The legval function is vectorized with the additional argument excluded, specifying that the coefficients parameter ‘c’ should not be vectorized. The resulting vectorized_legval can then be applied directly to the multidimensional array x.

Method 4: Manual Iteration & Evaluation

For those who prefer a hands-on approach, manually iterating over the multidimensional array and applying the Legendre polynomial evaluation at each point can offer maximum control. While not as performant as vectorized approaches, this method gives the programmer fine-tuned control over the evaluation process.

Here’s an example:

from numpy.polynomial.legendre import legval

# Coefficients of the Legendre series
c = [1, 2, 3]

# Multidimensional array of points
x = [[0.1, 0.2], [0.3, 0.4]]

# Manually iterating over array x
val = []
for row in x:
    val_row = [legval(point, c) for point in row]
    val.append(val_row)
print(val)

Output:

[[1.105, 1.22], [1.345, 1.48]]

This code snippet manually iterates through the array x, evaluating the Legendre polynomial at each point using the legval function and populating the results in a new list val.

Bonus One-Liner Method 5: Using NumPy’s frompyfunc

NumPy’s frompyfunc lets you create a NumPy universal function from a regular Python function.

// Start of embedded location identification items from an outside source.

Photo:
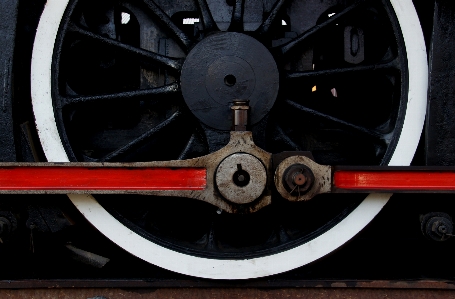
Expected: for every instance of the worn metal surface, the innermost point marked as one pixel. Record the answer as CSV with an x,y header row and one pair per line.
x,y
436,226
257,164
273,283
322,178
241,178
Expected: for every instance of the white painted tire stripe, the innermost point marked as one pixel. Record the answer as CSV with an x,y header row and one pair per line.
x,y
229,269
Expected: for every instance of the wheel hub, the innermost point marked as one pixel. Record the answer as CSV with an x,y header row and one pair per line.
x,y
224,67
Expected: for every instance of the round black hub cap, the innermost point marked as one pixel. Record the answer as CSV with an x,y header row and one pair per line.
x,y
225,67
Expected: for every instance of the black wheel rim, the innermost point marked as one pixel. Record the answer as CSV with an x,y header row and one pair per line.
x,y
320,118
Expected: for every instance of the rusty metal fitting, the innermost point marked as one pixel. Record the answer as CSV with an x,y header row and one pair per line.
x,y
240,110
241,178
298,179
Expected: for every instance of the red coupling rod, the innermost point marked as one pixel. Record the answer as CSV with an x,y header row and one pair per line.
x,y
30,178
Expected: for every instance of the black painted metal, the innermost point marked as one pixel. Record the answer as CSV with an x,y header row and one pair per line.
x,y
8,17
440,126
203,140
145,131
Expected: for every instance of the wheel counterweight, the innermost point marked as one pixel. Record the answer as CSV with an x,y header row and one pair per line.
x,y
107,91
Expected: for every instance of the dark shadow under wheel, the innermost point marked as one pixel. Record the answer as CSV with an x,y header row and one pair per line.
x,y
112,89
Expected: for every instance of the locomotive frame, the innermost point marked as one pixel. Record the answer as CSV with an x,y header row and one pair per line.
x,y
435,150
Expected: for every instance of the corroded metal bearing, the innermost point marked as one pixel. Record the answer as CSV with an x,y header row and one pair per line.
x,y
241,178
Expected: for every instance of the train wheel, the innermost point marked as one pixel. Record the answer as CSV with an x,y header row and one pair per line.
x,y
139,81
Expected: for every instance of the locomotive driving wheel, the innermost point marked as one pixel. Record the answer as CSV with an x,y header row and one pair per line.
x,y
143,80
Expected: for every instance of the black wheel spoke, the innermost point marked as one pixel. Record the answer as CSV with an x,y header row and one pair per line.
x,y
343,71
305,36
141,140
182,38
237,16
265,26
144,94
144,55
283,138
356,128
207,18
195,147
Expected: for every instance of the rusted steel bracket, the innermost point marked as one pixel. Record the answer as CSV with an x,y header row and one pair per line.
x,y
237,179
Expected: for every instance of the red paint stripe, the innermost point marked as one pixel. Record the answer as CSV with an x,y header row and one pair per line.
x,y
112,178
398,180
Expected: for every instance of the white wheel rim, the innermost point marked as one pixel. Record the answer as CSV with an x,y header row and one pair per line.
x,y
229,269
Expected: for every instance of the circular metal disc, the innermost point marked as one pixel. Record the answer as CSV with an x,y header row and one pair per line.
x,y
225,67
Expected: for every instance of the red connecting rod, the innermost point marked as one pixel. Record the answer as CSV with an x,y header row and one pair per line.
x,y
29,178
393,179
51,178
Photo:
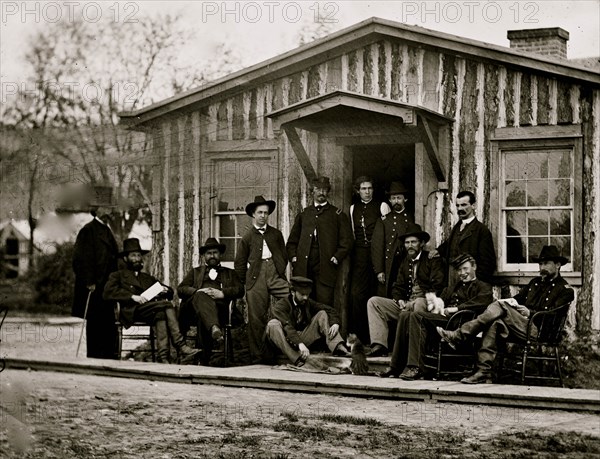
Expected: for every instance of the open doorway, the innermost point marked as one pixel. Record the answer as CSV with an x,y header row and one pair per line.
x,y
385,164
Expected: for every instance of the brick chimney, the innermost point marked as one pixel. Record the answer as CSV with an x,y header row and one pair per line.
x,y
551,41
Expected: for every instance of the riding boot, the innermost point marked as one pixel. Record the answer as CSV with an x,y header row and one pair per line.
x,y
162,341
186,353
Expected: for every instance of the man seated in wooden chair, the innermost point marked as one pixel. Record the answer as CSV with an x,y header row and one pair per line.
x,y
206,293
130,286
510,317
414,326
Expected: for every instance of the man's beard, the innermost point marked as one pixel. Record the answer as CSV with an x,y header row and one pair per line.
x,y
135,266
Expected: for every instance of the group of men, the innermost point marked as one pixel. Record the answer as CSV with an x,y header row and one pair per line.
x,y
392,279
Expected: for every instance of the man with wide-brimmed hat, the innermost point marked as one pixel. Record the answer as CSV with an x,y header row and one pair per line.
x,y
387,250
128,286
364,215
94,258
319,240
296,322
206,293
418,276
260,264
414,327
507,317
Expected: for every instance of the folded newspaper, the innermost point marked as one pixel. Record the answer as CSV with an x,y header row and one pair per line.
x,y
152,291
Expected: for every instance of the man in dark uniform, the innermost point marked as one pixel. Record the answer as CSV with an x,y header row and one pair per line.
x,y
470,236
387,250
94,258
128,286
319,240
260,265
419,278
364,215
415,327
206,293
297,321
507,317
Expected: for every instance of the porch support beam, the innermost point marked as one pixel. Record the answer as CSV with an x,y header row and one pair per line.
x,y
432,149
299,150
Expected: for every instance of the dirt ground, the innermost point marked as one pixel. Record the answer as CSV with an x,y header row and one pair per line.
x,y
62,415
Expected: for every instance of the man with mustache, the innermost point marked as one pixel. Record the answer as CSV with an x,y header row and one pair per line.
x,y
128,285
297,321
94,258
414,327
364,216
206,293
320,239
260,265
509,317
419,277
470,236
387,250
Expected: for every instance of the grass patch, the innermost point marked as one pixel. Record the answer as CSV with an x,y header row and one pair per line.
x,y
353,420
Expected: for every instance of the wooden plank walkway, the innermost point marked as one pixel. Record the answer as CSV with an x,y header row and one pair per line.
x,y
267,377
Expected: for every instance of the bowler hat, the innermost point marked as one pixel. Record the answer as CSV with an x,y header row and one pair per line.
x,y
397,188
321,182
460,259
301,284
212,243
416,231
132,245
259,201
550,252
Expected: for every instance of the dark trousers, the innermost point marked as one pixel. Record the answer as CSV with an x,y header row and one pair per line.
x,y
363,286
321,293
101,330
411,337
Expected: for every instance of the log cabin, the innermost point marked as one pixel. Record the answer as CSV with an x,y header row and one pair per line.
x,y
518,126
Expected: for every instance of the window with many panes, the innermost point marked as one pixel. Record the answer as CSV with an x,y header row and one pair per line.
x,y
538,201
235,184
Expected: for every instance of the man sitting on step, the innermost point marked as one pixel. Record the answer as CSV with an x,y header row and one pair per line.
x,y
510,317
127,286
297,321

This method is great for quick one-off evaluations but typically has lower performance compared to methods that directly leverage NumPy’s built-in functions.

Here’s an example:

import numpy as np
from numpy.polynomial.legendre import legval

# Coefficients of the Legendre series
c = [1, 2, 3]

# Multidimensional array of points
x = np.array([[0.1, 0.2], [0.3, 0.4]])

# Create a universal function
uni_legval = np.frompyfunc(lambda point: legval(point, c), 1, 1)

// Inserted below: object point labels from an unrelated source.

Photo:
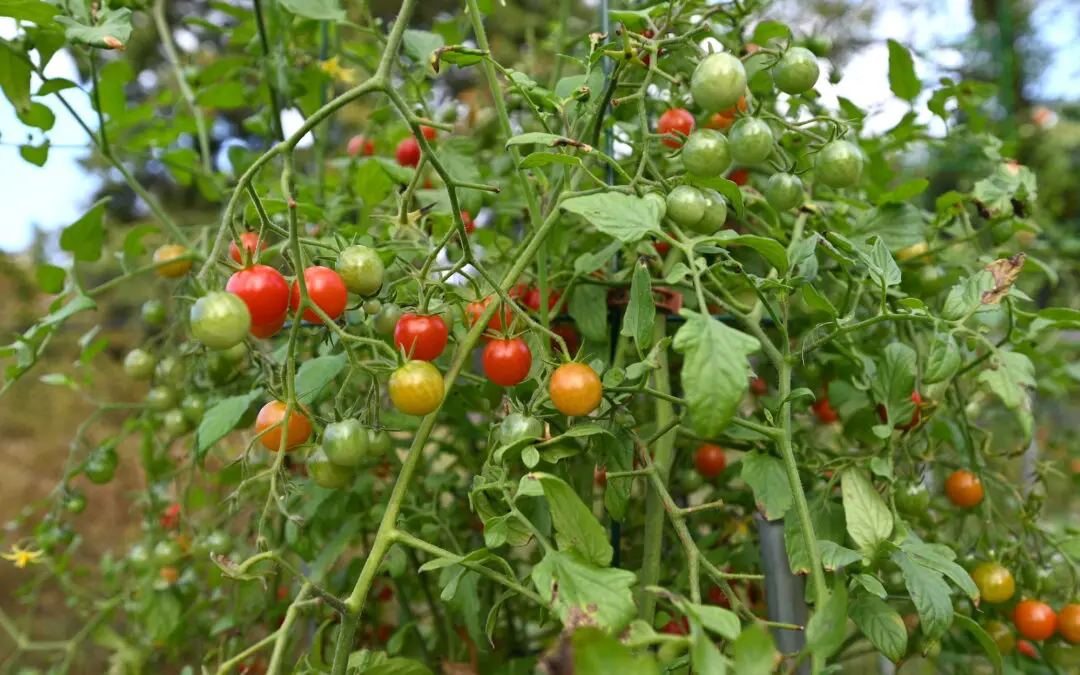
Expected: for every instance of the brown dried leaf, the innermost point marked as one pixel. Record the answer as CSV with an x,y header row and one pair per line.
x,y
1004,273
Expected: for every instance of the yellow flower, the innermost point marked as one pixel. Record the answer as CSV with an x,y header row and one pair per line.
x,y
333,68
22,557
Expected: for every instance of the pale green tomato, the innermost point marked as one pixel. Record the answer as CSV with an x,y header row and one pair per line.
x,y
706,153
839,164
718,81
797,71
686,205
751,140
783,191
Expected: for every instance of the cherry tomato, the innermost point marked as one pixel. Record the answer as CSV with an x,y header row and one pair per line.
x,y
346,443
361,269
710,460
264,291
575,389
170,252
251,243
675,120
1035,620
995,582
507,362
408,152
325,288
1068,622
796,71
359,143
421,338
417,388
839,164
963,488
268,329
220,320
270,420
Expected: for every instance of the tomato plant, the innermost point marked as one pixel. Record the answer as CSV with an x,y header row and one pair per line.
x,y
777,297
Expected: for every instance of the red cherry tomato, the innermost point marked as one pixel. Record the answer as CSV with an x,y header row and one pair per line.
x,y
710,460
264,291
359,143
325,288
422,337
507,362
251,242
408,152
675,120
1035,620
268,329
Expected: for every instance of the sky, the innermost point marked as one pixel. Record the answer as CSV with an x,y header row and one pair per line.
x,y
55,194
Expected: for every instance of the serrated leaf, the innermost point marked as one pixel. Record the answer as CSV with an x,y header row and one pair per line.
x,y
716,370
768,478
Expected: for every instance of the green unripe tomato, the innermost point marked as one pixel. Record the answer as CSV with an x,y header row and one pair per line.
x,y
373,307
193,407
716,213
387,319
170,372
361,269
706,153
686,205
175,422
326,473
138,364
76,502
153,312
100,466
783,191
751,140
718,81
167,552
379,443
517,427
839,164
346,443
160,399
912,498
797,70
220,320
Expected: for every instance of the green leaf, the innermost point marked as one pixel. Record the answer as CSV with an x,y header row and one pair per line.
x,y
902,79
881,624
967,296
35,154
588,307
768,478
624,217
929,593
223,418
716,370
755,651
894,382
35,11
83,239
51,278
637,321
585,592
827,626
576,526
868,518
111,31
316,374
984,639
943,360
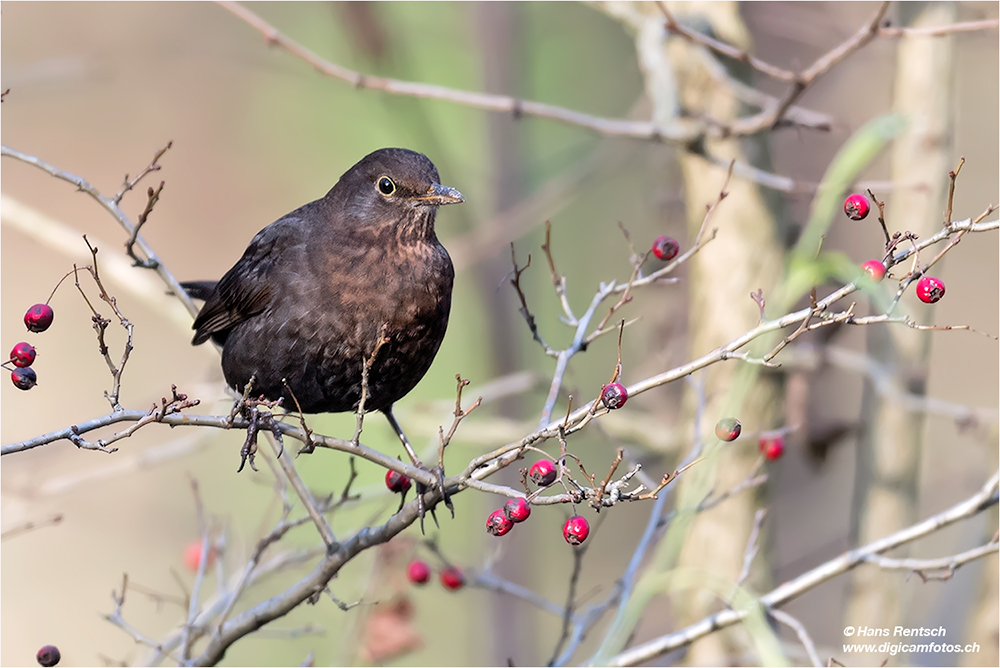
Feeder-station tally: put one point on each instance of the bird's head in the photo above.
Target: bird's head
(393, 188)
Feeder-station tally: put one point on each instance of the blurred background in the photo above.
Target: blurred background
(97, 88)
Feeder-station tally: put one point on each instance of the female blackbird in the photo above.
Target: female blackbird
(307, 303)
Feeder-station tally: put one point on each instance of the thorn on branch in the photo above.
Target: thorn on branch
(758, 297)
(153, 196)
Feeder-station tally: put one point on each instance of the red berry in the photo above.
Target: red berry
(23, 354)
(48, 656)
(772, 447)
(38, 318)
(614, 396)
(930, 289)
(665, 248)
(728, 429)
(856, 206)
(497, 523)
(397, 482)
(24, 379)
(192, 556)
(517, 509)
(875, 269)
(452, 578)
(418, 572)
(576, 530)
(542, 473)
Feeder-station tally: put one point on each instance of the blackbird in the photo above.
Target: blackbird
(316, 290)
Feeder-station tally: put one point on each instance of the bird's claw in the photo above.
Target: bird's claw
(258, 419)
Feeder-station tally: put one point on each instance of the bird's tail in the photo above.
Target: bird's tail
(199, 289)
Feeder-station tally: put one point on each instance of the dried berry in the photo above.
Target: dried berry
(665, 248)
(38, 318)
(517, 509)
(614, 396)
(418, 572)
(856, 206)
(728, 429)
(930, 289)
(24, 379)
(772, 447)
(397, 482)
(498, 524)
(452, 578)
(576, 530)
(875, 269)
(542, 473)
(48, 656)
(23, 354)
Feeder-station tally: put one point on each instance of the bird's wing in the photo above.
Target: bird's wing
(244, 291)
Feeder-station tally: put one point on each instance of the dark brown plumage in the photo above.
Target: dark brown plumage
(305, 303)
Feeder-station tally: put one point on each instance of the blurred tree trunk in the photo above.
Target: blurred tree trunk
(497, 30)
(746, 255)
(888, 462)
(983, 623)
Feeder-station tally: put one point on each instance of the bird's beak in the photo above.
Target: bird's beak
(439, 195)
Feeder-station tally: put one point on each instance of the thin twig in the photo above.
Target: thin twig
(985, 498)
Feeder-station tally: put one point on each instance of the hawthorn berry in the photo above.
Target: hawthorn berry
(497, 523)
(517, 509)
(856, 206)
(24, 379)
(542, 473)
(875, 269)
(728, 429)
(418, 572)
(452, 578)
(23, 354)
(192, 556)
(772, 447)
(930, 289)
(397, 482)
(665, 248)
(48, 656)
(38, 318)
(576, 530)
(614, 396)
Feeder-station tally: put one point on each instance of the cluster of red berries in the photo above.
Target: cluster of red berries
(22, 356)
(502, 520)
(419, 573)
(543, 473)
(48, 656)
(929, 289)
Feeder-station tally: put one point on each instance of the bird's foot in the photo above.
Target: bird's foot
(258, 419)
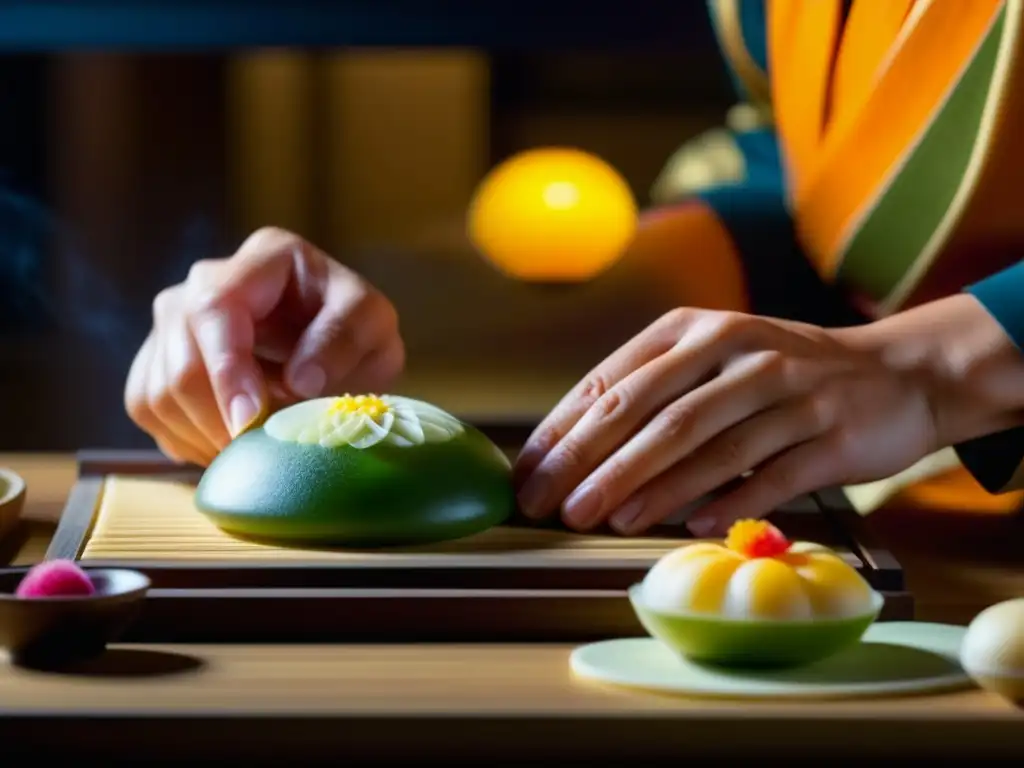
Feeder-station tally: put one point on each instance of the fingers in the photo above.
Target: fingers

# Evaluate the series at each point in x
val = uni_legval(x)
print(val)

Output:

[[1.105 1.22]
 [1.345 1.48]]

This snippet employs np.frompyfunc to convert a lambda function—wrapping the Legendre evaluation—into a universal function, which is then applied to the entire array x.

Summary/Discussion

  • Method 1: NumPy’s polynomial.legendre. Optimized for performance. Best for simple, direct evaluations.
  • Method 2: NumPy’s apply_along_axis. Versatile for complex operations. Could have overhead compared to native NumPy methods.
  • Method 3: NumPy’s vectorize function. Makes non-vectorized functions work with arrays. Slower than native NumPy operations.
  • Method 4: Manual Iteration & Evaluation. Offers control over process. Less efficient due to Python-level loops.
  • Method 5: NumPy’s frompyfunc. Convenient for one-liners. Generally slower and returns results as objects, which may require type casting.